Of course, there are plenty of reasons to criticize AMLO. He has failed to enact much-needed fiscal reforms, such as raising taxes on the wealthiest, and has failed to build an industrial policy to promote economic development. Mexico’s health-care system has deteriorated due to chronic underfunding, harming the lives of millions of families. All these are legitimate critiques.
Furthermore, the question remains as to whether AMLO will use his charisma and authority to undermine electoral institutions and weaken the chances of the opposition parties winning. In my opinion, this threat is greatly overstated. The question must be seen in context. There are not significant signs of democratic breakdown in Mexico.
Mexico’s electoral institutions are solid. Since AMLO took office, there have been numerous elections, and both domestic and foreign observers have generally regarded them as being fair and clean. AMLO could not get a supermajority to reform the National Electoral Institute and reduce its budget, even if 66% of Mexicans were in favor of it. The reform was uncritically covered as an attempt to destroy democracy, when in reality, reforming the institute would affect AMLO’s party as much as it would others. Of course, there are plenty of imaginary scenarios where AMLO designs and implements catastrophic electoral reforms. Yet, none of those scenarios have materialized.
His party has recognized electoral failures, including losing its congressional supermajority, multiple key districts in Mexico City, the powerful state of Nuevo León, and six other gubernatorial races. There is little doubt that the next presidential election will be free and fair and that AMLO will leave office as planned in 2024.
The media remains free to be highly critical of AMLO’s government. If anything, supporters of AMLO may be underrepresented in the media, rather than the other way around. His opponents are free to organize and demonstrate, and they have done it with great success. There hasn’t been a single politician arrested for speaking out against his administration.
A polarized Mexico
The question is why the minority point of view that AMLO has offered nothing to his voters has become the dominant account for understanding contemporary Mexico.
This, in my opinion, has a lot to do with the types of Mexicans who get to speak and who the world press pays attention to.

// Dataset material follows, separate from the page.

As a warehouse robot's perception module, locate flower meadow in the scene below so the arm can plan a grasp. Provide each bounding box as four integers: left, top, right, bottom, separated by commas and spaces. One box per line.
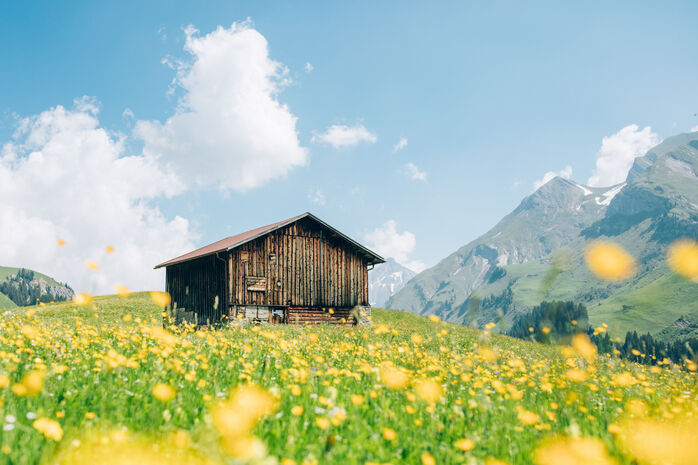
0, 293, 698, 465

International commentators frequently rely on the perspectives of Mexicans who can speak English, hold degrees from U.S. universities, or work in corporate-funded think tanks to construct their own perception of Mexican reality. This method breeds a significant bias in a highly unequal society like Mexico, where the potential to study other languages and create a broad international network is limited to those at the top of the wealth distribution.

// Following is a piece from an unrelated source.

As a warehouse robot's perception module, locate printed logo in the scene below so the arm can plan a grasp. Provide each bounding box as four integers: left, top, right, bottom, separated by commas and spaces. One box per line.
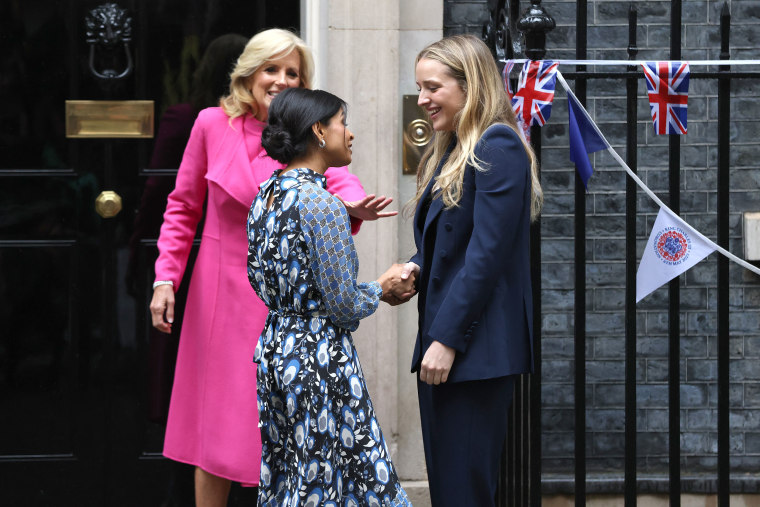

This is especially problematic given that upper-income earners are the primary source of support for opposing parties and form the base of opposition to Morena. Opposition supporters are well aware of their outsized influence outside of Mexico and have expended much effort in arranging private contacts with international media, inviting them to political events, and explaining Mexican politics from their own point of view.
Amid the polarizing opinions surrounding AMLO’s leadership, one fact remains: His government serves as a symbol of democratic governance for a majority of Mexicans, as well as significant advancements in the quality of life of millions of Mexican families. That may not be enough to meet some definitions of a true democracy; but for many Mexicans, it represents a much better government than they were accustomed to having.
Ríos is a Mexican scholar and author specialized in inequality and social policy. She holds a Ph.D. in government from Harvard University.